Il tema delle migrazioni è attuale, tanto più nel giorno della richiesta di 6 anni di reclusione per Salvini nel caso open Arms ma anche dopo le notizie che riguardano i dialoghi tra guardia di finanza e guardia costiera nella tragedia di steccato di Cutro: di certo non c’è serenità nell’affrontare questi temi, non crede?
«Il problema di fondo è che questi temi sono diventati materia di propaganda elettorale. Se ne parla agitandoli come se fossero il più grave dei problemi o – dall’altra parte – come se fossero la cartina di tornasole dell’insensibilità dei governi. Così facendo non si va da nessuna parte. È ovvio ed evidente è che nessun giornalista può fare propria la teoria che per molti anni ha prevalso del “ricacciamoli tutti indietro”, blocchiamoli. Nel momento in cui tra l’altro il paese ha un disperato bisogno di nuova manodopera industriale. D’altra parte molto spesso si vede come la vita nei centri urbani non permetta di vedere cosa succede là dove ci sono le contraddizioni più forti. Chi è più periferico, più marginale, meno inserito, meno garantito. Bisognerebbe mettere a registro il dibattito su cosa fare e cosa non fare senza però mettere l’accento enormemente quando a compiere un delitto o un reato è un extracomunitario o un migrante e al contrario poi chiedere ogni tipo di clemenza se a compiere il reato contro un migrante è un italiano».

Che idea ha Enrico Mentana della Calabria?
«Sono figlio di un calabrese quindi non ho la distanza critica per parlarne.
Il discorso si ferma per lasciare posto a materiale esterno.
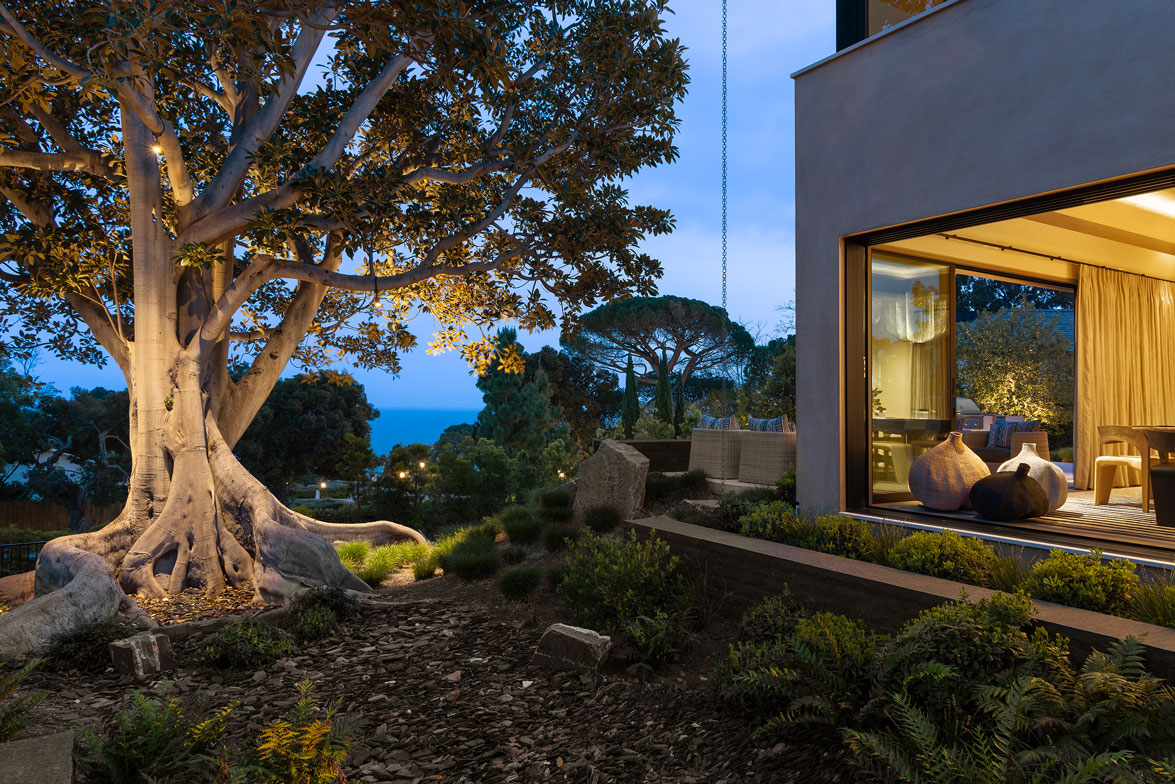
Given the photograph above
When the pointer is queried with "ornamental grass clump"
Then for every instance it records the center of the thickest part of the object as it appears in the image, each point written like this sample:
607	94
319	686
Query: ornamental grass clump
633	588
945	554
1085	580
Tanto doveva essere fatto e non è stato fatto sul piano dello sviluppo, sul piano del turismo, sul piano della criminalità. Se una regione non viene ritenuta sicura, serena, promettente sono i suoi figli i primi ad andarsene. Le città del Nord sono piene di giovani calabresi che si fanno strada e questo è anche segno di disperazione. E della debolezza della regione da cui scappano».